As manifestações não são o protesto de descontentamento e desacordo pelas políticas seguidas. São arruaças dos cidadãos que põem em causa a paz social. A deles. Inúteis.

As greves são paralisações do trabalho ditadas por interesses político-partidários ou por nenhuns objectivos. Nunca por interesses laborais ou melhores condições de trabalho. O que os grevistas pretendem são fins-de-semana prolongados. Coisas orquestradas pela oposição, formas de conquista de poder dentro e fora das empresas.

Os “ intelectuais”, com receio da mudança, os opinion makers, com arrogância, estão sempre a favor do direito à greve (“eu sou a favor da greve”).  Como os Governos: “a greve é um direito mas…”. No abstracto. Quando ela se desencadeia, tudo é complicado. Não tem explicação, muito menos justificação. A crise, a austeridade, as dificuldades das empresas, etc. Ponderado é os trabalhadores esperarem. Findo o ajustamento e depois o cautelar, isso sim, será altura de greves.

Greves são as que Lech Valesa liderou em Gdansk, em 1980 e os mineiros na Inglaterra de Margaret Thatcher, em 1984/85. Há o conforto e descanso de movimentos grevistas perdidos na História.

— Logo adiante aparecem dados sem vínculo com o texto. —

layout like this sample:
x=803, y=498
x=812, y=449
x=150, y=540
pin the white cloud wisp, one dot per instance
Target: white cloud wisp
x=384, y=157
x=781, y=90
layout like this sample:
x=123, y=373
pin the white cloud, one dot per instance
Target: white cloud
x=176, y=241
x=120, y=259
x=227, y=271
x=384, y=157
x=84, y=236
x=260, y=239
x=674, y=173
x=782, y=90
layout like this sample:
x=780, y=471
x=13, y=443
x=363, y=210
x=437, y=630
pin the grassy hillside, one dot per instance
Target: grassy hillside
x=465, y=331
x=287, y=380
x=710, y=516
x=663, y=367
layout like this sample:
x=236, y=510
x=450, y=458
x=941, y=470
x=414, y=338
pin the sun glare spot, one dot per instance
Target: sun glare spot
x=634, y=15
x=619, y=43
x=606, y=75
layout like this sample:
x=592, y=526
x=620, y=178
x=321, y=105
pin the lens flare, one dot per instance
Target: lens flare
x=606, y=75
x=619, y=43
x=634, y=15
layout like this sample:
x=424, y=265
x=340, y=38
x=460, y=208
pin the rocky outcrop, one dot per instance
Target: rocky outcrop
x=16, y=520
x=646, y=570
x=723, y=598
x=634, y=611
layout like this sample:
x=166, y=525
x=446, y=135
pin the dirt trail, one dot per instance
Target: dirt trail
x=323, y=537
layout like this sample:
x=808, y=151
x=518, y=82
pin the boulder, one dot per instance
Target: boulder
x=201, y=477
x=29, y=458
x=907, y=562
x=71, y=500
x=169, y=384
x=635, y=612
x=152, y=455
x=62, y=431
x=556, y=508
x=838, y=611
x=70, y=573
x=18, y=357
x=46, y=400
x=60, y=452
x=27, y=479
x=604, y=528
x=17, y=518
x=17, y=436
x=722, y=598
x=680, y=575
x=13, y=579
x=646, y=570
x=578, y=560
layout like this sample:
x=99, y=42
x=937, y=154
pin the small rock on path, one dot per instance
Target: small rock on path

Já não contagiam. Essas sim, são greves. Do século passado. Agora os homens do lixo de Lisboa! Isso não. É incómodo, insalubre. E é. A entidade patronal não sabe das condições miseráveis em que trabalham. Fica a saber da relevância social desse labor. Os trabalhadores dos CTT fazem greve porque uma boa empresa foi privatizada. O Estado ficou com uns cêntimos para o défice! A bolsa ficou feliz. Os “investidores tradicionais” (leia-se: especuladores) ganham sempre. O pequeno investidor perde tudo. O Estado não tem nada a ver com correios e telecomunicações. Nem estas são actividades impreteríveis “à satisfação de necessidades sociais”!!!

Greve porquê e para quê? Há por aqui um enorme equívoco.

A crítica entra também no exercício concreto do direito à greve. Claro.       

O que não pode (e aí está o equívoco) é, na prática, reduzir tal direito ao papel. Torná-lo uma abstracção. Definir-lhe os contornos. Apertá-lo. Cortá-lo.

São os trabalhadores quem determina as razões da greve, quando a fazem, que objectivos têm.

Como a greve, o direito ao trabalho digno, o salário justo, as reformas, manifestações, não constituem abstracções. Antes concretos direitos.

Por mais que custe ao Governo e aos que não as digerem.